BEIJING - Europe's biggest fresh food supermarket operator, Champion, introduced a new form of business here yesterday with the opening of its first Asian outlet, according to China Daily.

Located in South Beijing's busy residential area of Jinsong, the supermarket covers almost 3,000 square metres.

Champion's president, Phillipe Pauze, said that the stores differed from the hypermarkets run by the company's parent firm, Carrefour. "Champion supermarkets are specifically engaged in providing various fresh foods, including vegetables, fruits, meat, seafood, and snacks, to the customers, so our chain stores are all set up in residential communities," explained Pauze, who is also g.m. of Carrefour's supermarket group.

Champion is highly experienced in the storage, selection, and distribution of foods, as well as in food safety supervision. According to Pauze, "As an arm of the Carrefour Group, we share purchasing resources with Carrefour, which may guarantee a price advantage in every Champion supermarket."

Champion joined up with local chain Beijing Shoulian to run the Beijing store, with Champion and Shoulian taking 65 per cent and 35 percent stakes, respectively, in the venture.

Pauze said Champion chose Beijing as the location of the company's first Asian outlet because of China's huge market potential, the nation's growing demand for safe and high-quality food, and the commercial possibilities of the 2008 Beijing Olympics.

Beijing's municipal government wants to speed up the development of commercial services in residential communities by opening 500 convenience stores and supermarkets this year.
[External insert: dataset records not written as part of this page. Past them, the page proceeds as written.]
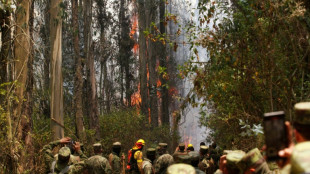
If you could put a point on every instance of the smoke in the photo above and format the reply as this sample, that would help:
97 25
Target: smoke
186 12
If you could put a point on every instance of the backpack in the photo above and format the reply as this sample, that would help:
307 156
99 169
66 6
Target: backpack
132 163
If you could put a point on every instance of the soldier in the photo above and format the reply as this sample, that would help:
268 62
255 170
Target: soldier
300 159
179 152
253 162
147 164
206 163
164 160
228 162
214 152
181 169
135 157
162 148
301 130
190 148
195 161
96 164
63 160
114 158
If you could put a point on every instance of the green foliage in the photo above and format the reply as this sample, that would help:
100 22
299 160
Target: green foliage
257 62
127 126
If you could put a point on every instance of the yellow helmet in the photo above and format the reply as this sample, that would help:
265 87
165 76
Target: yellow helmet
141 141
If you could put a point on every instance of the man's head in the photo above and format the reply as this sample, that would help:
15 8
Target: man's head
302 121
190 147
97 148
194 158
253 162
140 144
117 148
151 154
203 150
182 147
162 148
232 158
64 155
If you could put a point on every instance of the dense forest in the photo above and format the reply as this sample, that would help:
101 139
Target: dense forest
106 71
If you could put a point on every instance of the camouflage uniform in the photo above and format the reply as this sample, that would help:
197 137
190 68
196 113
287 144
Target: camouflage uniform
181 169
195 161
147 164
115 160
181 155
96 164
206 163
254 159
162 163
53 163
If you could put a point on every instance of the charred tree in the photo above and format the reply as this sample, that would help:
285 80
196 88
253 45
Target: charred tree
56 79
78 82
163 63
93 112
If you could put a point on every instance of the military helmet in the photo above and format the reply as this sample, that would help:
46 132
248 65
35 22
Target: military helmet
117 144
300 158
252 159
186 159
141 141
204 149
163 145
64 152
181 169
194 155
302 113
181 145
151 151
233 157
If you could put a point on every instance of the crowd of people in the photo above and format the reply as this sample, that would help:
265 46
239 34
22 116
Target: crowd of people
295 158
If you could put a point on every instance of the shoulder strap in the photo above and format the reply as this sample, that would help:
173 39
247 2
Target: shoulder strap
53 167
65 170
111 159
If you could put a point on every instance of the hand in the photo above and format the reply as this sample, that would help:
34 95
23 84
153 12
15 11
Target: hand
77 146
65 140
223 162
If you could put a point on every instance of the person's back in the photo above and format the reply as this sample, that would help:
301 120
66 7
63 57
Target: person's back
98 164
114 158
162 163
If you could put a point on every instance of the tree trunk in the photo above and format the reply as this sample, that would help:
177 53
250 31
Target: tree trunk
78 83
46 72
92 95
5 23
143 59
163 63
57 120
22 53
151 47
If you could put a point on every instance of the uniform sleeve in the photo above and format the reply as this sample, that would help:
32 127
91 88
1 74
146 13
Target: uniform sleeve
48 152
139 157
108 169
116 162
77 168
82 155
147 169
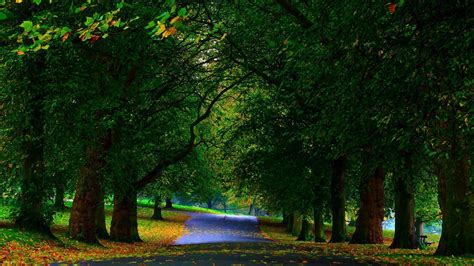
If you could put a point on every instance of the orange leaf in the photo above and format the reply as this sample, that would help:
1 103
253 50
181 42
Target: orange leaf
65 36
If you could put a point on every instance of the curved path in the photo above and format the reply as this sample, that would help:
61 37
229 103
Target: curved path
207 228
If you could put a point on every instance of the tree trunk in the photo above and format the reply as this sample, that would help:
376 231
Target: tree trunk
304 233
371 212
405 236
319 234
31 215
420 229
157 209
169 203
124 226
209 204
59 197
290 223
82 223
456 200
101 228
338 200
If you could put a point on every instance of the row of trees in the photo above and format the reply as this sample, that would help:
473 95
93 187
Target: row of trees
107 98
322 100
354 95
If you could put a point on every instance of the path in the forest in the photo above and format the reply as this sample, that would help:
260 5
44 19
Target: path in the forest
228 240
207 228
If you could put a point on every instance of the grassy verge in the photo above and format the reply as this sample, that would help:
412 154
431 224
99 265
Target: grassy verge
24 247
150 204
363 253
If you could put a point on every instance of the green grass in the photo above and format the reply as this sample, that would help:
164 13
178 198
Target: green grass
150 204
By the close of last September, 1,566 such shops had opened in Beijing, but that figure only covers 65 percent of the city's residential neighborhoods.
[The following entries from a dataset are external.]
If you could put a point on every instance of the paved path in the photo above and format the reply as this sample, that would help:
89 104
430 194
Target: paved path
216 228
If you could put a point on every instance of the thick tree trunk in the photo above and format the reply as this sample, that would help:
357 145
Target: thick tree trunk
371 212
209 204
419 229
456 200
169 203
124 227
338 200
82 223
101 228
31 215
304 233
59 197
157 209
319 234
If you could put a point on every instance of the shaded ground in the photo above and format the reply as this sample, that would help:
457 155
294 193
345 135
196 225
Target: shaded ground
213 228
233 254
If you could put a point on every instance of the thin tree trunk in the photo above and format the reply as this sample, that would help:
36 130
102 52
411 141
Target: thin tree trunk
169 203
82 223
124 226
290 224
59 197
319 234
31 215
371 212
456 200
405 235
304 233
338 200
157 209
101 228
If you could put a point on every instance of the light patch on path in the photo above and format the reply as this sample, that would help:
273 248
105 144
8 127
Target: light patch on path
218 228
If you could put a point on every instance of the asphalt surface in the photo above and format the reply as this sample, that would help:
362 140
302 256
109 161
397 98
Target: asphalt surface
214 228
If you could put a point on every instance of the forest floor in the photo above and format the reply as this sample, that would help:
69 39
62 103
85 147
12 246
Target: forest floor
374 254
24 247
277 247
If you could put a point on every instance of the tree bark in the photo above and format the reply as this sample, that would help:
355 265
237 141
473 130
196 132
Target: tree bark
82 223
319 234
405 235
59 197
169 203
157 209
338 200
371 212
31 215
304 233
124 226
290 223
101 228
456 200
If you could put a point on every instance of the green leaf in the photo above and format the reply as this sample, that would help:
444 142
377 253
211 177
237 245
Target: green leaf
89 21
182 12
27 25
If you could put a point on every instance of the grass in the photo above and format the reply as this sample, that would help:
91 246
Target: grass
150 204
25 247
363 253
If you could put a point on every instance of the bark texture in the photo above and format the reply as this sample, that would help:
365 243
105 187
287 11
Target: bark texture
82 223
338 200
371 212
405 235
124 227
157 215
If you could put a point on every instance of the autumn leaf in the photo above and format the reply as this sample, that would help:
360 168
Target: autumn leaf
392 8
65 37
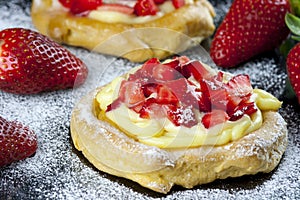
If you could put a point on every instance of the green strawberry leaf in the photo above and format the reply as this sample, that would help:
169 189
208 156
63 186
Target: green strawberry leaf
286 46
297 38
293 23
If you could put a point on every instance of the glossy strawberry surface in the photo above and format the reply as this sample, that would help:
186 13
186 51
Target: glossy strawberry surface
179 88
293 69
250 27
17 142
31 62
140 8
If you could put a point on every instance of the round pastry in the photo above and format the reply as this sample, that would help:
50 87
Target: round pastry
179 122
117 28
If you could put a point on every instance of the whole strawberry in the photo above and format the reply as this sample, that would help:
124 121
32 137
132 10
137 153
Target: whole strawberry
293 69
293 56
17 142
250 27
32 63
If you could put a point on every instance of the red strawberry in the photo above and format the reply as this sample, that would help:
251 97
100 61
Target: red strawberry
81 6
145 7
17 142
249 28
66 3
32 63
178 3
293 69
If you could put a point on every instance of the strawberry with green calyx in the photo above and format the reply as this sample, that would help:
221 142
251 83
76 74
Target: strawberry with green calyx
250 27
31 62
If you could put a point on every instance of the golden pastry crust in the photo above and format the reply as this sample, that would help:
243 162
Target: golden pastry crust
172 33
111 151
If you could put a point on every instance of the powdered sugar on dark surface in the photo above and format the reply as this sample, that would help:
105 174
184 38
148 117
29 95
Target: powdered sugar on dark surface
59 171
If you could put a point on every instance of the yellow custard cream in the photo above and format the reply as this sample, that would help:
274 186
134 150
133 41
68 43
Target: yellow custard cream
119 17
164 134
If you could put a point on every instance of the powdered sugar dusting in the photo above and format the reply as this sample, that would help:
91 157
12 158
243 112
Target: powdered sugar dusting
58 171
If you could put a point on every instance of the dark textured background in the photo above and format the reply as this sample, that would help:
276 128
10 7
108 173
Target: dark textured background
58 171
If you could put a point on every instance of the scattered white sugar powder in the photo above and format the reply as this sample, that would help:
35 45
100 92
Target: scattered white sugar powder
59 171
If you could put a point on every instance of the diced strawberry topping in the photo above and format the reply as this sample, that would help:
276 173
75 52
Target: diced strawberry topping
214 117
164 90
195 69
243 108
178 3
131 93
159 1
81 6
165 73
66 3
145 7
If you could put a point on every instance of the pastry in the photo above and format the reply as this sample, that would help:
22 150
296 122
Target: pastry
124 33
179 122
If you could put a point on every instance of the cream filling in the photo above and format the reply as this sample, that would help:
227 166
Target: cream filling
164 134
118 17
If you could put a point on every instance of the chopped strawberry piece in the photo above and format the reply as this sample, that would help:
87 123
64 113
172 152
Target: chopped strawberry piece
162 93
165 73
243 108
165 95
117 8
66 3
145 7
81 6
239 86
159 1
195 69
214 117
131 93
149 89
204 101
178 3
"There is a lot of space left for my firm, since there are still no professional food chain retailers operating in Beijing," said Pauze, who acknowledges, however, that competition will be stiff, as challenges from both foreign and domestic retailers and fast-food restaurants arise.

In Beijing, by the end of last year, there were 4,277 chain stores, among them hypermarkets, supermarkets, and convenience stores, whose sales volume made up 24.2 percent of the city's retailing sector, according to sources with the Beijing Commerce Bureau. Around 85 percent of the fresh food eaten by Beijing residents is bought in agricultural markets.

"We believe our reliable goods, competitive prices and pleasing environment are lucrative," Pauze said. "Furthermore, we have conducted research on the habits and tastes of local consumers, meaning we will adjust our food structure, counter layout, and management style to adopt to the local market."

The opening of the Jinsong store brings the number of the French company's fresh food supermarkets to 2,292 in 10 countries, with a business area of more than of 1.5 million square meters and an annual sales volume of US $12.05 billion.